Vanno scelte singolarmente, preferendo quelle con cavità, fessure e spigoli smussati e devono essere tutte della stessa natura.

È opportuno che abbiano forme differenti non solo per ottenere un buon effetto ma anche per ricreare piccoli ambienti diversi adatti a varie piante, ognuna con speciali caratteristiche. Le piante tappezzanti, per esempio, sono più d’effetto se crescono sopra pietre disposte a creare una superficie pianeggiante, mentre quelle a cuscino crescono e risaltano meglio se piantate a ridosso e nelle crepe di massi e rocce che hanno una parete con pendenza molto ripida. I piccoli cespugli e le piante a sviluppo verticale sono valorizzati da rocce verticali sullo sfondo; infine le piante più delicate hanno bisogno di una piccola conca ombrosa o di un anfratto asciutto e soleggiato per superare l’inverno al sicuro dall’umidità stagnante.

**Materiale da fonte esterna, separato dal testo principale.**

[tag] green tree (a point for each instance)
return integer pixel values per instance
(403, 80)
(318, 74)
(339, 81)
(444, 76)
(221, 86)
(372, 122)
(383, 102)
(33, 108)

Perciò nel momento in cui si posano le rocce bisogna tener conto dello spazio da riservare alle diverse specie di piante e della presenza di eventuali passaggi per la coltivazione delle stesse.

Un tappeto di fiori lucenti

Sedum, Thymus, Aubretia, Alyssum, Dianthus, Iberis, Mesembryanthemum e Saxifraga sono tutte piante robuste e molto decorative che in pochi anni coprono lo spazio a disposizione, non richiedono cure eccessive, e prosperano con poca acqua.